Under Paragraph (1) of Subsection 2255(f), Petitioner's one-year period for filing his Section 2255 Motion commenced on or about July 15, 2011, "upon the expiration of the fourteen-day period for filing a direct appeal" after entry of Judgment on July 1, 2011. United States v. Diallo, 581 F.App'x 226, 227 (4th Cir. 2014) (citing Clay v. United States, 537 U.S. 522, 525 (2003), and Fed. R. App. P. 4(b)(1)(A)(i), (b)(6)); see also United States v. Plascencia, 537 F.3d 385, 387 (5th Cir. 2008) ("[The petitioner's] conviction became final when the time expired to file a timely notice of appeal on direct review...."); Moshier v. United States, 402 F.3d 116, 118 (2d Cir. 2005) (same); Sanchez-Castellano v. United States, 358 F.3d 424, 428 (6th Cir. 2004) (same); Kapral v. United States, 166 F.3d 565, 577 (3d Cir. 1999) (same); Peoples v. United States, Civ. No. L-10-212, Crim. No. L-04-0423, 2010 WL 1375143, at *1 (D. Md. Mar. 31, 2010) (unpublished) (same), appeal dismissed, 512 F.App'x 376 (4th Cir. 2013); Teal v. United States, Civ. No. 4:12-2391-TLW, Crim. No. 4:09-950, 2013 WL 4776723, at *3 (D.S.C. Sept. 4, 2013) (unpublished) (same); Ervin v. United States, Nos. 1:11CV233, 1:08CR128-7, 2011 WL 5075651, at *3 (W.D. N.C. Oct. 25, 2011) (unpublished) (same). That one-year period expired on or about July 15, 2012, more than fourteen months before Petitioner filed his instant Section 2255 Motion.

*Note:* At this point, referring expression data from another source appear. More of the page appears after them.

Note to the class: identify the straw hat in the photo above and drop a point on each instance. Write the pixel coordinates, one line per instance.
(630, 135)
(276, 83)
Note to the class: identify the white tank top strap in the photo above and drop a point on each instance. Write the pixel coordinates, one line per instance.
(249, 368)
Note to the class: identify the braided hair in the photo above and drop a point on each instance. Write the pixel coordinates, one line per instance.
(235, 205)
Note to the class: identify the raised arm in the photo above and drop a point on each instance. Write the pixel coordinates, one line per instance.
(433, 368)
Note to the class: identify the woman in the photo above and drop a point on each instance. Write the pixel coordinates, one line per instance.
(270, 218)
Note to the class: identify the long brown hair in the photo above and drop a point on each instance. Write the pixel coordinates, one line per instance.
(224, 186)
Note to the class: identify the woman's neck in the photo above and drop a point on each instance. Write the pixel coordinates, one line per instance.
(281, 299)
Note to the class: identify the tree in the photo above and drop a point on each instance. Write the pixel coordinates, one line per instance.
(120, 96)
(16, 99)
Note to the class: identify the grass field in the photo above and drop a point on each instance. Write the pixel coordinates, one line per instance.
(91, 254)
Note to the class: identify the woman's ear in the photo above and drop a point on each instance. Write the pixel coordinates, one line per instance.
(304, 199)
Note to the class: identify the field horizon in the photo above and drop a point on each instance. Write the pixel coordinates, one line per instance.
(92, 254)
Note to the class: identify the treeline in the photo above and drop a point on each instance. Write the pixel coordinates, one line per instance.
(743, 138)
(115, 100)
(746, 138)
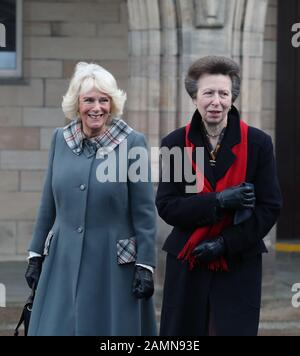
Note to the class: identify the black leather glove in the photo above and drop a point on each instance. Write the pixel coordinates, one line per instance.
(143, 285)
(33, 271)
(239, 197)
(210, 250)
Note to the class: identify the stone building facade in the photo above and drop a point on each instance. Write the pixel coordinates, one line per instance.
(148, 46)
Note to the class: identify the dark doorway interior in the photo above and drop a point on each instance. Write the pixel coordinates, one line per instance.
(288, 120)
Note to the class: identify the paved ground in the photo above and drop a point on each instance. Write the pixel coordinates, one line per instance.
(278, 317)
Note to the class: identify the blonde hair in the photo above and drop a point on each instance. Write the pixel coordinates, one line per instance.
(89, 76)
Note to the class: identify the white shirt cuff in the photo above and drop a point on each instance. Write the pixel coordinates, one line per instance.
(33, 254)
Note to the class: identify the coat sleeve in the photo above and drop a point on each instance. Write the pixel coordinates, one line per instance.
(46, 214)
(179, 209)
(142, 207)
(241, 237)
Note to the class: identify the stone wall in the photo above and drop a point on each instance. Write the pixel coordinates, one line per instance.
(148, 45)
(57, 34)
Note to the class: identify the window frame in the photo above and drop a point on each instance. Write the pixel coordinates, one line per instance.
(17, 72)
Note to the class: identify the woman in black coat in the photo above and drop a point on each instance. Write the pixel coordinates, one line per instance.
(214, 265)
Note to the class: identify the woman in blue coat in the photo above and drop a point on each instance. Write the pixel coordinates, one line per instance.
(214, 252)
(92, 252)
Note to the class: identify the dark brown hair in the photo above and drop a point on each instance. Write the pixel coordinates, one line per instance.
(213, 65)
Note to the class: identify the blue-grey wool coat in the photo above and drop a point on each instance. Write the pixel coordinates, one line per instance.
(83, 290)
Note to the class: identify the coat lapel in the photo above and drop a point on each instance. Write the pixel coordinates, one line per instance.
(226, 158)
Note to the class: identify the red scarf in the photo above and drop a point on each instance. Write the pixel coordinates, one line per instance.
(235, 175)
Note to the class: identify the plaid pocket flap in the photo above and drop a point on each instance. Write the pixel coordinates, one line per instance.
(126, 251)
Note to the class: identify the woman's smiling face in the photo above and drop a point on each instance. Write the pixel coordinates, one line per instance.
(214, 98)
(94, 112)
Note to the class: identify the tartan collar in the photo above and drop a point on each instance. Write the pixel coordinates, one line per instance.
(107, 142)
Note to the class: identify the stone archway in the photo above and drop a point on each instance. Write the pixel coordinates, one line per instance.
(166, 36)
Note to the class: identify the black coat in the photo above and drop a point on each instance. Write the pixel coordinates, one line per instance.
(217, 291)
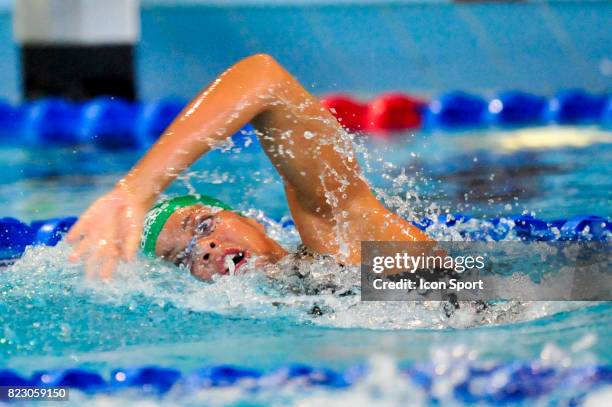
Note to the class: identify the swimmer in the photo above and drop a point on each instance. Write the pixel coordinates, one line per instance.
(330, 201)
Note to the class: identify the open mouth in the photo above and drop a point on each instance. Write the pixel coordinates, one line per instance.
(232, 261)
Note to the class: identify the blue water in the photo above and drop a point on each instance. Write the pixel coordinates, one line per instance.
(51, 316)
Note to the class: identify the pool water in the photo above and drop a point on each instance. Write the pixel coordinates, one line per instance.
(53, 317)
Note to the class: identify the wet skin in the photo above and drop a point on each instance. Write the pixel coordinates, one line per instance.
(331, 203)
(209, 241)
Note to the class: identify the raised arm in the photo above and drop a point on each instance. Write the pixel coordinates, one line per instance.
(303, 140)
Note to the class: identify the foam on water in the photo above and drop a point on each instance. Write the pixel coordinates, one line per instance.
(329, 296)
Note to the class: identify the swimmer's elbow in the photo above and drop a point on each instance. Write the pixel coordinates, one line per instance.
(265, 67)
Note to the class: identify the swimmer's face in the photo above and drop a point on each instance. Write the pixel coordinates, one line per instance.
(210, 241)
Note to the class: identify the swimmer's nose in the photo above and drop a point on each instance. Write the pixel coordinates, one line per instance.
(209, 250)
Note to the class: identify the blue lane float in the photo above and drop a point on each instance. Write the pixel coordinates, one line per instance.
(16, 236)
(523, 381)
(456, 110)
(112, 123)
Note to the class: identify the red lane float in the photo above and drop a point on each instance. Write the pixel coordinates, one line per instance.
(387, 113)
(394, 112)
(350, 113)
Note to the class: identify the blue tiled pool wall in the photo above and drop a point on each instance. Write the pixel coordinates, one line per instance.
(369, 47)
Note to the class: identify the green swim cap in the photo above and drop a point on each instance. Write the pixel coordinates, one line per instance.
(159, 214)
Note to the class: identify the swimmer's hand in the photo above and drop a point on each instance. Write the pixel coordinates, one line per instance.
(109, 231)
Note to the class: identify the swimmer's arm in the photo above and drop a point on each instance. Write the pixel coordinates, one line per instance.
(303, 140)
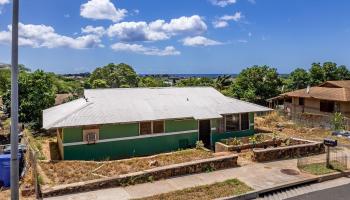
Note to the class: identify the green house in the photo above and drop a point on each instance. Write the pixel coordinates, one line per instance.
(126, 122)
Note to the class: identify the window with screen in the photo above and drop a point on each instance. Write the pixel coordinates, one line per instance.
(220, 126)
(91, 135)
(232, 122)
(327, 106)
(244, 121)
(145, 128)
(158, 127)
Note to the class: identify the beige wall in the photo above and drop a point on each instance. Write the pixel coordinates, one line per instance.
(313, 106)
(345, 108)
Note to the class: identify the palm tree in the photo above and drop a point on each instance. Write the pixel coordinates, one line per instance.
(222, 82)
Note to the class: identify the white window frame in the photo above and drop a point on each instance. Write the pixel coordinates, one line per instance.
(87, 131)
(152, 132)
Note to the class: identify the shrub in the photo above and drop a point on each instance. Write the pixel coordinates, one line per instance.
(338, 121)
(199, 144)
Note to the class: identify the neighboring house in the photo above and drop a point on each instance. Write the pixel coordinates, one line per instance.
(325, 99)
(127, 122)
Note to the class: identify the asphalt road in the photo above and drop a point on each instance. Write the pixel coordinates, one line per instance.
(336, 193)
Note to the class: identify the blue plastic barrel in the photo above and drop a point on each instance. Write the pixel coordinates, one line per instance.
(5, 168)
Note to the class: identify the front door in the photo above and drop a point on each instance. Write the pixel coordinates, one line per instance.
(204, 132)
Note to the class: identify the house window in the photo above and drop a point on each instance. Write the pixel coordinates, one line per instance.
(244, 121)
(145, 128)
(158, 127)
(301, 101)
(60, 133)
(232, 122)
(327, 106)
(220, 126)
(91, 136)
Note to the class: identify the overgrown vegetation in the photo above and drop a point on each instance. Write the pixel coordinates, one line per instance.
(321, 168)
(206, 192)
(64, 172)
(254, 84)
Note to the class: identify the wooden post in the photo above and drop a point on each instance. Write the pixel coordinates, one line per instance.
(327, 158)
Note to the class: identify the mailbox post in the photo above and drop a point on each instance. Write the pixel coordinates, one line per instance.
(329, 143)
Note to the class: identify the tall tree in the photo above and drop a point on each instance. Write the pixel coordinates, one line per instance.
(115, 76)
(256, 84)
(299, 79)
(222, 82)
(316, 74)
(36, 93)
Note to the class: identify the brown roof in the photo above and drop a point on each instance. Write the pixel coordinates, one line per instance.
(325, 93)
(341, 84)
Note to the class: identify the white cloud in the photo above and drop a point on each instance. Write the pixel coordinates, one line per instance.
(102, 9)
(252, 1)
(242, 41)
(235, 17)
(223, 21)
(222, 3)
(3, 2)
(157, 30)
(99, 30)
(140, 49)
(199, 41)
(220, 24)
(39, 36)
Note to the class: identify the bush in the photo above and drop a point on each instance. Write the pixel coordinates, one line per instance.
(199, 144)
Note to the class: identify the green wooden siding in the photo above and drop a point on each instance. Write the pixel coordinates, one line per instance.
(215, 136)
(72, 135)
(180, 125)
(118, 130)
(130, 148)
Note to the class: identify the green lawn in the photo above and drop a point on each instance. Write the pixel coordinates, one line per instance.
(320, 168)
(206, 192)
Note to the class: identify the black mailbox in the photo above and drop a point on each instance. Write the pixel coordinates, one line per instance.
(330, 142)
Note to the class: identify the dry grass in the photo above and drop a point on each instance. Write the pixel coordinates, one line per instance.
(271, 123)
(217, 190)
(6, 195)
(64, 172)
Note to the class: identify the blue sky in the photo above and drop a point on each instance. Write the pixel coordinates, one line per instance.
(182, 36)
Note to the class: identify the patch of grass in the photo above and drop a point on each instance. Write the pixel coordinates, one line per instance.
(206, 192)
(321, 168)
(64, 172)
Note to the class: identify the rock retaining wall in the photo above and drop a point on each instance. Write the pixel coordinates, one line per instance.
(303, 148)
(221, 147)
(144, 176)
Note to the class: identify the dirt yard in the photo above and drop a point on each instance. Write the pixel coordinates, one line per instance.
(285, 128)
(64, 172)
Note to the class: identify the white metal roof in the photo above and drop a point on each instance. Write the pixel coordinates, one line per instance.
(123, 105)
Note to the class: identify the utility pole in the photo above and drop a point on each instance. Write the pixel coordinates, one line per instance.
(14, 103)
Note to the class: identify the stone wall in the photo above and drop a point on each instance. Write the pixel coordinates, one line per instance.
(144, 176)
(221, 147)
(304, 148)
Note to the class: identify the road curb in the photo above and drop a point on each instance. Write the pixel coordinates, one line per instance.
(318, 179)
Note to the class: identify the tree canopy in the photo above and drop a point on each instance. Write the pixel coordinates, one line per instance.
(256, 84)
(36, 93)
(114, 76)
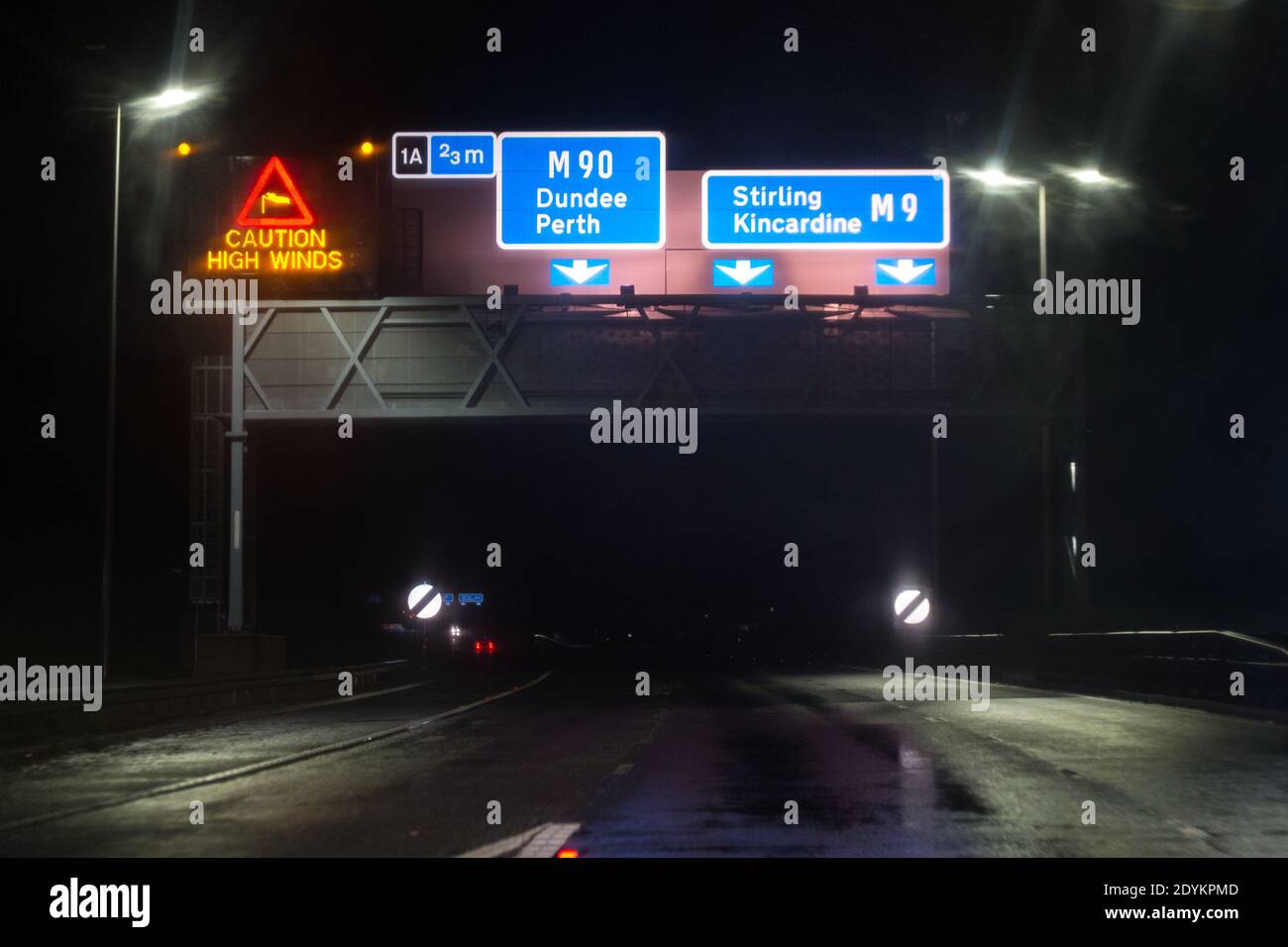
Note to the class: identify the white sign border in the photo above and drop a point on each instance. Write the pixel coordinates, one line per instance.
(661, 222)
(846, 245)
(429, 163)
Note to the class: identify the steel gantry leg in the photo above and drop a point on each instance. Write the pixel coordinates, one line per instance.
(236, 474)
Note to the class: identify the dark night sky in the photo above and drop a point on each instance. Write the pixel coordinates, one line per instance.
(1183, 515)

Petitioner does not argue that the delayed accrual provisions of Paragraphs (2) or (4) of Subsection 2255(f) apply to his Section 2255 Motion. (See Docket Entry 22 at 9.) Instead, he apparently seeks to invoke the delayed accrual provision of Paragraph (3) of Subsection 2255(f), by stating, under the heading "Timeliness of Motion, " that, in Alleyne, "[t]he United States Supreme Court announced a new rule of Constitutional law on June 17, 2013, that imposed a new obligation upon the federal government which forms the basis of Petitioner's claim." (Id.) That argument fails because "Alleyne has not been made retroactively applicable to cases on collateral review." United States v. Stewart, 540 F.App'x 171, 172 n.* (4th Cir. Sept. 27, 2013); see also 28 U.S.C. § 2255(f)(3) (limiting its application to Supreme Court decisions "made retroactively applicable to cases on collateral review"); United States v. Thomas, Nos. 3:14CV345FDW, 3:92CR284FDW3, 2014 WL 2931077, at *2 (W.D. N.C. June 30, 2014) (unpublished) ("[The] [p]etitioner contends that the petition is timely under § 2255(f)(3) because it was filed within one year of Alleyne. Section 2255(f)(3) does not apply to render the petition timely, as Alleyne has not been held to be retroactive on collateral review." (internal citation omitted)), appeal dismissed, 585 F.App'x 288 (4th Cir. 2014). Accordingly, Paragraph (1) of Subsection 2255(f) applies and Petitioner's Section 2255 Motion is untimely.[3]

IT IS THEREFORE RECOMMENDED that the United States's Motion to Dismiss (Docket Entry 26) be granted and that Petitioner's Motion to Vacate, Set Aside, or Correct Sentence (Docket Entry 22) be dismissed without issuance of a certificate of appealability.